I was wondering at the callousness of the other boy, settled well there, who had let down his so-called friend. I was reminded of one of my students who is settled in the USA. When a boy from my acquaintances was flying there and the parents, being from a rural family, had no one to trust, a family member who knew I was a proud teacher of many selfless gems asked me for help. I traced one of my another all-time favourites from my Facebook list, though I hadn’t any contact number, and left a message on Messenger without much hope. To my amazement, within 24 hours, he responded and shared his WhatsApp number. I was ecstatic to get in touch with him after years. I narrated the whole purpose. He called me and laughed, saying it was a very small thing, and by chance, that boy was flying to his city only. He said even if it had been elsewhere, for my sake he would have made arrangements. But since it was his city, he would not only receive him but also keep him in his home with his family until arrangements were made. I was a bit apprehensive about his family’s reaction, but he assured me they were very helpful and knew that if it was his teacher’s request, he would definitely help. As promised, he kept his word. I feel so blessed and grateful because of students like him.

Even all the arrangements for my son were done by one of my students in Canada. He had not only received him but had also got his shopping done and settled him in a home with the best boys, free from all vices that ail the young generation today. My mind was racing, contemplating hard who should be contacted. I genuinely wished to help my student. The first person who came to my mind was the aunt of one of my daughter’s best friends who is also one of my dearest students. It was because of my daughter’s this friend’s family’s selfless, unflinching support that my daughter’s wings had taken flight. Till date, my daughter is staying in Canada with that friend and her aunt’s family, and it won’t be an exaggeration to say that because of them, I sleep here comfortably.

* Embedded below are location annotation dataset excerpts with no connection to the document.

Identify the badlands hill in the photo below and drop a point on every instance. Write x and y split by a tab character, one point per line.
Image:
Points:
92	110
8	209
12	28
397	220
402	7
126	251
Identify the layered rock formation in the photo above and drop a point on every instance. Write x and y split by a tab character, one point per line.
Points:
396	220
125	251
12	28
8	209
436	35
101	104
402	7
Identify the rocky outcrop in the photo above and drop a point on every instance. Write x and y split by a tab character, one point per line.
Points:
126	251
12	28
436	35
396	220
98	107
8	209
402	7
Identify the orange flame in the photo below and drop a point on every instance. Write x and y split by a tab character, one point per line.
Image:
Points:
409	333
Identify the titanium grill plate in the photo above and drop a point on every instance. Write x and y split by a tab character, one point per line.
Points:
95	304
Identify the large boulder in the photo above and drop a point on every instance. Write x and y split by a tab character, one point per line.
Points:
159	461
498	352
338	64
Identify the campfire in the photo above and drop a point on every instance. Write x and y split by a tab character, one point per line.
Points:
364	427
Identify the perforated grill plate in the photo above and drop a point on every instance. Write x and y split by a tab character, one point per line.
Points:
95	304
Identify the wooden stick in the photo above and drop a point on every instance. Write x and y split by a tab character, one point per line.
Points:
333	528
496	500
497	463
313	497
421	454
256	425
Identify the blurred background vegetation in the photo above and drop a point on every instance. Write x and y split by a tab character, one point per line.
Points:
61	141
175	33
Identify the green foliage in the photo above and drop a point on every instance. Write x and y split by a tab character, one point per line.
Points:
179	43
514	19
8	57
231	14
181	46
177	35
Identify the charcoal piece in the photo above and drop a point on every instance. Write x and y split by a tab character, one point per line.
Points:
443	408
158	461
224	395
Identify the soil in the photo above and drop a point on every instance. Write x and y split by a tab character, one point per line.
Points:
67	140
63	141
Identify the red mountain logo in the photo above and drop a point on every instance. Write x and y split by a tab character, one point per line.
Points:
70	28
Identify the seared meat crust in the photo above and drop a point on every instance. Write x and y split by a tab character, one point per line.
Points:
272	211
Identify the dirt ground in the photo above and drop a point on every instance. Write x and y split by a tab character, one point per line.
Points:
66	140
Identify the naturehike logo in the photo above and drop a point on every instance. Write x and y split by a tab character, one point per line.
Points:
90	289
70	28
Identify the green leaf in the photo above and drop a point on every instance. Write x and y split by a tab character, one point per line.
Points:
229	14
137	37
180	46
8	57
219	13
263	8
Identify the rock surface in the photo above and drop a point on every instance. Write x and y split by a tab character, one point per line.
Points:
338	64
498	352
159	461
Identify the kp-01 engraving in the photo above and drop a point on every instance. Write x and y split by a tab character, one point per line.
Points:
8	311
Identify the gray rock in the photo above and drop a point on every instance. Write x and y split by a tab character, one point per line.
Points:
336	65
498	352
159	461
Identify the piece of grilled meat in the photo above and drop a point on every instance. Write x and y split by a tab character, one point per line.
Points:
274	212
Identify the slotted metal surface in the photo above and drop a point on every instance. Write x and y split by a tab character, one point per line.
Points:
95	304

I knew I was calling the right person because this girl knew nothing but to help. She would not only take care of her ageing parents but also everyone in her neighbourhood or whosoever asked her for help. She said someone very close to her was residing in the same city and asked me to tell my student to wait for half an hour. I did as told. Within half an hour she called and gave me a contact number, saying her acquaintance would not only receive him but also accommodate him for a fortnight and help with his settlement. I passed the contact, and my student sounded relaxed after talking to him. The following day we got to know that he was welcomed with open arms at the airport. He stayed with him for a couple of weeks and settled well. The gratitude in his voice whenever he calls fills my heart with immense pleasure. His trust in me as his teacher, and my trust in the goodness of my daughter’s friend’s aunt and her in her contact, taught me that humanity is built and based on soft human attributes. Another lesson we all learnt is that it’s the testing times which tell the true worth of a friend, since a friend in need is a friend indeed and that all that glitters isn't always gold.